Speed vs. legacy: NVMe and SCSI storage fabrics compared
The networked storage world has historically been simple: you either need block or file, determined by the upstream application requirements, and from there, the storage team probably has some standardized offerings. File storage is typically some version of SMB or NFS, all over IP. You can choose between iSCSI or Fibre Channel if you need block storage. What both block transports have in common is the storage communication protocol; they both use the same SCSI, just encapsulated differently.
Sure, there are other networked storage protocols, like ATA-over-ethernet, and IP-over-FC was a thing, but block storage and SCSI went hand-in-hand for the longest time. The advent of solid-state media necessitated something more efficient with improved queueing to drive SSDs to their potential. The reasons behind this have been previously covered.
That something better is the NVMe protocol, which has expanded from within the system itself to being networked via IP or Fibre Channel. NVMe over IP is delivered via RDMA with iWARP or RoCE, or without RDMA through NVMe over TCP.
Across WWT's customer base, FC has a large footprint. However, some of these customers have expressed interest in standardizing IP as the storage fabric in the future. The drivers behind this are the adoption of 25Gb/s networks and NVMe over IP, namely TCP. They have been curious about the marketing claims behind NVMe over TCP and whether it is all it's cracked up to be.
With all the previous experimentation culminating in this article, let's see if we can answer that question.
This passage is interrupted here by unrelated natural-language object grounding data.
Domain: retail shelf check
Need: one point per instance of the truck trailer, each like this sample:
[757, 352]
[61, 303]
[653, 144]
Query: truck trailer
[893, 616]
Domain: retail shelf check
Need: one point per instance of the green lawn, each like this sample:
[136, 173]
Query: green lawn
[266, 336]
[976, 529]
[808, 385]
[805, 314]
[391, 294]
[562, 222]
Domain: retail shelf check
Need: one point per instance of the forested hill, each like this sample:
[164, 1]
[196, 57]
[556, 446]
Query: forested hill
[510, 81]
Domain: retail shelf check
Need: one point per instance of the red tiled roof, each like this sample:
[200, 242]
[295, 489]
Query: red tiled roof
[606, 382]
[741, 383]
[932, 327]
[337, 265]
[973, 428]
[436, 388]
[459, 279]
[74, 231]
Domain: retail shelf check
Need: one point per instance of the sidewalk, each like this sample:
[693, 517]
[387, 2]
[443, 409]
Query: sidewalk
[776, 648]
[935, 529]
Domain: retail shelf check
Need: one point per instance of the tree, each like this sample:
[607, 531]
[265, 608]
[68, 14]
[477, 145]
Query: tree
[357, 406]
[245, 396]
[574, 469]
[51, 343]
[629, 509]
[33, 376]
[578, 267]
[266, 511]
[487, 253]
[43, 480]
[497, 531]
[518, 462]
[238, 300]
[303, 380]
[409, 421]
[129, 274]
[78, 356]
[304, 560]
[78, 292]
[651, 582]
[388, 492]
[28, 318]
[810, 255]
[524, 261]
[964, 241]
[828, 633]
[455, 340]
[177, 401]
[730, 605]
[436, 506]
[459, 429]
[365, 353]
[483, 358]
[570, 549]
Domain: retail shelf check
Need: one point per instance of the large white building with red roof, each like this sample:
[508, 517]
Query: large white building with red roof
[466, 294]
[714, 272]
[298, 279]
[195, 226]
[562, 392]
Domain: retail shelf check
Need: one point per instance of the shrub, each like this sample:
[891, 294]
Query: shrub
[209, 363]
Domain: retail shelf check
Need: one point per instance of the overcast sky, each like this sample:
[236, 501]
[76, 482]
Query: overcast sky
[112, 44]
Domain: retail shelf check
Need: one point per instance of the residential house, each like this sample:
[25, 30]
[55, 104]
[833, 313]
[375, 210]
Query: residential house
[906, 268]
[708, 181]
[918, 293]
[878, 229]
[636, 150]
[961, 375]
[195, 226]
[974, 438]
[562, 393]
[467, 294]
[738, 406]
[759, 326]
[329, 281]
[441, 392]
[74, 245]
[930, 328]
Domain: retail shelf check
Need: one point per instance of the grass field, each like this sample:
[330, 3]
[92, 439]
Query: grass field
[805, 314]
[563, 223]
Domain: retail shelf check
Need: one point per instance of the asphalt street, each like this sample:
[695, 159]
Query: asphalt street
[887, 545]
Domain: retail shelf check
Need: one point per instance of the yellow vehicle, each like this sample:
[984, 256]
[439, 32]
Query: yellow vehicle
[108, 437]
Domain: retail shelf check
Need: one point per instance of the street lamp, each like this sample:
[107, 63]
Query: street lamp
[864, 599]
The setup for this environment consists of the following:
- 2x Dell R7525 servers
- 2x 32-core AMD Epyc 7543 CPUs, each (32C/64T, 2.8-3.7GHz)
- 256GB RAM
- Dual port 32Gb FC HBA
- Dual port 25Gb Ethernet adapter
- ESXi 7.0u3
- 2x Dell S5248F-ON ethernet switches
- 2x Cisco MDS-9710 Fibre Channel switches
- 48-port 32Gb/s line cards used with 32Gb/s SFPs
- 1x Dell PowerStore 5200T
- Configured as block-optimized
- 18x 7.68TB NVMe drives
- 2x 4-port 32Gb/s FC (IOM1)
- 2x 4-port 25Gb/s IP (mezz)
- 2x 2-port 100Gb/s IP (IOM0) - not used for this testing
The goal of the testing was to test storage protocols only; the servers, VMs and fabrics remained the same, with only the active protocols changing. To that end, all IP traffic was isolated to the S5248F-ON switches and the MDS-9710s for IP and FC, respectively. Neither the hosts nor the array were configured to route NVMe traffic beyond their dedicated subnets.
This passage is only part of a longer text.